Sarah Taylor takes a pull on her Singha beer, then pulls a face. 'I'm shattered, really. My boyfriend and I were supposed to be leaving tomorrow to do the whole southern island thing - Phuket, Koh Samui, Koh Phanghan. Now, we're just going to stay here and get drunk every day, I suppose. Or maybe we'll head north, away from the violence.'
Ms Taylor, 23, is drinking in a hole-in-the-wall bar outside her guesthouse just off Khao San Road, Bangkok's backpacker Mecca, while she scans the local English-language papers.
In one, the front page trumpets a senior policeman's estimate that 30,000 Muslim youths are ready to go on the rampage in the strife-wracked southern provinces; in the other, dire warnings of a widespread suicide bombing campaign.

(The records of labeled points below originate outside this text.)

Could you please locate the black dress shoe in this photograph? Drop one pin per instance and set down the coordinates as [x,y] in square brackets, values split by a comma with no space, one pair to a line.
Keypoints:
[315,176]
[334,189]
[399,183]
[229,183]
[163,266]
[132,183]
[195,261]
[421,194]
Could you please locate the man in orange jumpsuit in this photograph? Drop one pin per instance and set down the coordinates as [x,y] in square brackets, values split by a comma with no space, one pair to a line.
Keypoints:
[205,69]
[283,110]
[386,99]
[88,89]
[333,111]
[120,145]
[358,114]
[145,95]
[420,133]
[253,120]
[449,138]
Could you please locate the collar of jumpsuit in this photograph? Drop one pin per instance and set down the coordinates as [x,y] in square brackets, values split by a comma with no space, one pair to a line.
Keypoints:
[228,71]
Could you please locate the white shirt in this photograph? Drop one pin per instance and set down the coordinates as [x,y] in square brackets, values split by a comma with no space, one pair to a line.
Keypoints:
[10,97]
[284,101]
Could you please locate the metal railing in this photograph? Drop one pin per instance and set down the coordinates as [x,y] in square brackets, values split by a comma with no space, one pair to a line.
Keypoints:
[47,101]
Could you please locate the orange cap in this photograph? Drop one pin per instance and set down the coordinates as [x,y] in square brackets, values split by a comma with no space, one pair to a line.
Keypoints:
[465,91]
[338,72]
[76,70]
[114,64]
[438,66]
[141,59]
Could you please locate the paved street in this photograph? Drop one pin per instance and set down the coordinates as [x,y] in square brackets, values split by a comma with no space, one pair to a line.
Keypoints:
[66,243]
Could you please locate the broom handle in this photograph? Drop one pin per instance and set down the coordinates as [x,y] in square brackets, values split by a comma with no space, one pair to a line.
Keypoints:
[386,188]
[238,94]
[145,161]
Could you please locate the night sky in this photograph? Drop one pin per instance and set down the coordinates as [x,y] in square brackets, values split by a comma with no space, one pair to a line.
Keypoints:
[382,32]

'I'm not going anywhere near that lot,' says the engineering student from London. 'I'm sure the beaches are nice, but they're not worth getting blown up over.'
'Right,' nods her boyfriend, a lanky Australian also based in London, who prefers to be known as 'just Steve'. 'Why take the risk? I mean, we've been warned, right?'
All around, in this bar and others on the famous strip, similar conversations are taking place. There are calls to embassies, last-minute cancellations of plans.